Воскресенский принужденно и вежливо улыбнулся.

– У всякого свой вкус…

– Де густибус?.. знаю-с. Тоже учились когда-то… Чему-нибудь и как-нибудь, по словам великого Достоевского. Вино, конечно, пустяки, киндершпиль[1 - Детская игра (нем. Kinderspiel).], но важен принцип. Принцип важен, да! – закричал неожиданно Завалишин. – Если я истинно русский, то и все вокруг меня должно быть русское. А на немцев и французов я плевать хочу. И на жидов. Что, не правду я говорю, доктор?

– Да… собственно говоря – принцип… это, конечно… да, – неопределенно пробасил Ильяшенко и развел руками.

– Горжусь тем, что я русский! – с жаром воскликнул Завалишин. – О, я отлично вижу, что господину студенту мои убеждения кажутся смешными и, так сказать, дикими, но уж что поделаешь! Извините-с. Возьмите таким, каков есть-с. Я, господа, свои мысли и мнения высказываю прямо, потому что я человек прямой, настоящий русопет и привык рубить сплеча. Да, я смело говорю всем в глаза: довольно нам стоять на задних лапах перед Европой. Пусть не мы ее, а она нас боится. Пусть почувствуют, что великому, славному, здоровому русскому народу, а не им, тараканьим мощам, принадлежит решающее властное слово! Слава богу! – Завалишин вдруг размашисто перекрестился на потолок и всхлипнул. – Слава богу, что теперь все больше и больше находится таких людей, которые начинают понимать, что кургузый немецкий пиджак уже трещит на русских могучих плечах; которые не стыдятся своего языка, своей веры и своей родины; которые доверчиво протягивают руки мудрому правительству и говорят: «Веди нас!..»

– Поль, ты волнуешься, – лениво заметила Анна Георгиевна.

– Я ничего не волнуюсь, – сердито огрызнулся Завалишин. – Я высказываю только то, что должен думать и чувствовать каждый честный русский подданный. Может быть, кто-нибудь со мной не согласен? Что ж, пускай мне возразит. Я готов с удовольствием выслушать противное мнение. Вот, например, господину Воздвиженскому кажется смешным…
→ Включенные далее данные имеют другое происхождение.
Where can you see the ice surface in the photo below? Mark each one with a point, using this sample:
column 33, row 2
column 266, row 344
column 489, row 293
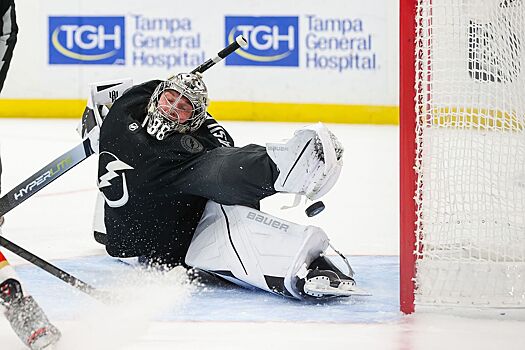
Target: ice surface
column 162, row 312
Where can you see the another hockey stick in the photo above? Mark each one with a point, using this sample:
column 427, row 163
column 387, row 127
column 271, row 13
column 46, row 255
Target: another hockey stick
column 238, row 43
column 44, row 177
column 53, row 270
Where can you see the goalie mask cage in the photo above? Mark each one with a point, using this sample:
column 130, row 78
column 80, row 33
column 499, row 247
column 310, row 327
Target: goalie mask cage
column 462, row 133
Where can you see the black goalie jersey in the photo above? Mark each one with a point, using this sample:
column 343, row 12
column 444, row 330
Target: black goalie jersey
column 155, row 191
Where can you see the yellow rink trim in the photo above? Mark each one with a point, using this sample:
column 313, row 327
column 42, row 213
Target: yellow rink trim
column 224, row 110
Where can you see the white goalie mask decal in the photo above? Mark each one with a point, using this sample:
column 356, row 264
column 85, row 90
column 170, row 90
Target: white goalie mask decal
column 104, row 181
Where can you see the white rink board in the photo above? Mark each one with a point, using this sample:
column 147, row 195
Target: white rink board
column 368, row 29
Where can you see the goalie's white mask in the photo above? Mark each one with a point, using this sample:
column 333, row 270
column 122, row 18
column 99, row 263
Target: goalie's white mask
column 177, row 105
Студент не поднял опущенных глаз, но побледнел, и ноздри у него вздрогнули и расширились.

– Моя фамилия – Воскресенский, – сказал он тихо.

– Виноват, я именно так и хотел сказать: Вознесенский. Виноват. Так вот, я вас и прошу: чем строить разные кривые улыбки, вы лучше разбейте меня в моих пунктах, докажите мне, что я заблуждаюсь, что я не прав. Я говорю только одно: мы плюем сами себе в кашу. Мы продаем нашу святую, великую, обожаемую родину всякой иностранной шушере. Кто орудует с нашей нефтью? Жиды, армяшки, американцы. У кого в руках уголь? руда? пароходы? электричество? У жидов, у бельгийцев, у немцев. Кому принадлежат сахарные заводы? Жидам, немцам и полякам. И главное, везде жид, жид, жид!.. Кто у нас доктор? Шмуль. Кто аптекарь? банкир? адвокат? Шмуль. Ах, да черт бы вас побрал! Вся русская литература танцует маюфес и не вылезает из миквы. Что ты делаешь на меня страшные глаза, Анечка? Ты не знаешь, что такое миква? Я тебе потом объясню. Да. Недаром кто-то сострил, что каждый жид – прирожденный русский литератор. Ах, помилуйте, евреи! израэлиты! сионисты! угнетенная невинность! священное племя! Я говорю одно, – Завалишин свирепо и звонко ударил вытянутым пальцем о ребро стола. – Я говорю только одно: у нас, куда ни обернешься, сейчас на тебя так мордой и прет какая-нибудь благородная оскорбленная нация. «Свободу! язык! народные права!» А мы-то перед ними расстилаемся. «О, бедная культурная Финляндия! О, несчастная, порабощенная Польша! Ах, великий, истерзанный еврейский народ… Бейте нас, голубчики, презирайте нас, топчите нас ногами, садитесь к нам на спины, поезжайте». Н-но нет! – грозно закричал Завалишин, внезапно багровея и выкатывая глаза. – Нет! – повторил он, ударив себя изо всей силы кулаком в грудь. – Этому безобразию подходит конец. Русский народ еще покамест только чешется спросонья, но завтра, господи благослови, завтра он проснется. И тогда он стряхнет с себя блудливых радикальствующих интел-ли-гентов, как собака блох, и так сожмет в своей мощной длани все эти угнетенные невинности, всех этих жидишек, хохлишек и полячишек, что из них только сок брызнет во все стороны. А Европе он просто-напросто скажет: тубо, старая…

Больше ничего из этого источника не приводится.